September 10, 2008
Fixing "Mr. Hubble"
“It’s almost impossible not to feel like Hubble is almost a living being,” STS-125 astronaut John Grunsfeld said at a press conference September 9. “I feel like Hubble is kind of a friend I haven’t seen for a long time.”
The October shuttle flight to repair the Hubble Space Telescope will be Grunsfeld’s fifth trip into space and third visit to the orbiting facility he affectionately calls “Mr. Hubble.” He did 16 hours of spacewalks on STS-103 in December 1999, and 21 hours more on STS-109 in March 2002 to repair and upgrade the famous telescope. The astrophysicist turned telescope mechanic will participate in three of the five spacewalks planned for the STS-125 mission.
This shuttle mission is considered the most dangerous to date. The chance of impact from orbital debris is estimated at 1 in 185 for the 350-mile altitude orbit, versus a 1 in 300 risk for the 200-mile-high space station orbit. But the primary danger is of damage to the shuttle tiles during launch. Damage to the wings from foam falling off the external fuel tank caused the breakup and destruction of the Space Shuttle Columbia in 2003. Though processes have been changed to limit the amount of foam that comes off during launch, the risk remains at about 1 in 80. Shuttle Program Manager John Shannon told reporters that historically, the risk of a catastrophic failure is closer to 1 in 60.
If an orbital inspection reveals damage to critical areas on Atlantis such as what caused the destruction of Columbia, the space station is not available as a safe haven. The crew will power down the vehicle and wait for the Space Shuttle Endeavour (STS-400), to launch and provide a ride home for the seven crewmembers.
STS-125 Commander Scott Altman said that if necessary, they are prepared to abandon Atlantis in space and spacewalk over to Endeavour. “It is a viable rescue option,” he said.
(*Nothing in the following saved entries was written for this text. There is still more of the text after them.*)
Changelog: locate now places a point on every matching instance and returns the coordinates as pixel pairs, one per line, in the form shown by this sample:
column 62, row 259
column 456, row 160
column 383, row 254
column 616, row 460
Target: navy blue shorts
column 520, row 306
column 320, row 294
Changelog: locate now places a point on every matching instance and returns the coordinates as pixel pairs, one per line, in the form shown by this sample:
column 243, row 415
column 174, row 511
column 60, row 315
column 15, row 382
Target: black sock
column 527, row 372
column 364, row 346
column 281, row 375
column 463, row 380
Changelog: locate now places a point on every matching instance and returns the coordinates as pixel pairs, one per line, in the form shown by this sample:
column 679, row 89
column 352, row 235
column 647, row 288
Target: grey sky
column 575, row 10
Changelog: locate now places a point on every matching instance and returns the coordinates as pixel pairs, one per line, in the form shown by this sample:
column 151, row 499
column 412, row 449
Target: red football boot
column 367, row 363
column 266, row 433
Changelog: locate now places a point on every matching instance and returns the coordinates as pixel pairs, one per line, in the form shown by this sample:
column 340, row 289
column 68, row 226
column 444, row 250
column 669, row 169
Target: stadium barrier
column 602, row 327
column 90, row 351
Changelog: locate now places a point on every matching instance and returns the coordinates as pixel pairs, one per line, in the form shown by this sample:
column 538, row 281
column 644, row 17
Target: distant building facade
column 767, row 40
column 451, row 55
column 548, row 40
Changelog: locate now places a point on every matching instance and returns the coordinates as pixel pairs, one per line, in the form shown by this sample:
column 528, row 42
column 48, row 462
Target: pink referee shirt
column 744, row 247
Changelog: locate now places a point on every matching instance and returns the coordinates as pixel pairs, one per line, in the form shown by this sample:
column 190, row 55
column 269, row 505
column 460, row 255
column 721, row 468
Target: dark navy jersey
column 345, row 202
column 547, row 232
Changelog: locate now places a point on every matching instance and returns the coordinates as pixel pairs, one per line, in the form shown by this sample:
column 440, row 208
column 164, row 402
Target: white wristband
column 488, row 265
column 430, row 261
Noting that having four well-trained spacewalkers to escort the other three crewmembers across the void, “We’re very well prepared for that.”
When asked if they considered the repair of Hubble to be worth the risk, the crew were unanimous in their agreement. “Hubble has a huge science payoff,” one of the rookie spacewalkers, Mike Good (“Bueno”) said. “It’s well worth the cost.”
Commander Altman summed up the crew’s opinion: “This is a mission that can and should be flown.”
Grunsfeld said that he was “thrilled to be able to go back to Hubble,” and that what the telescope will do with its five to ten years of new capability will “knock your socks off.” He added that “There is a story to Hubble that has been unfolding over the last 20 years like a great novel. There are surprises, and we don’t know how it will end.
The next chapter is currently scheduled to launch Friday, October 10, 2008.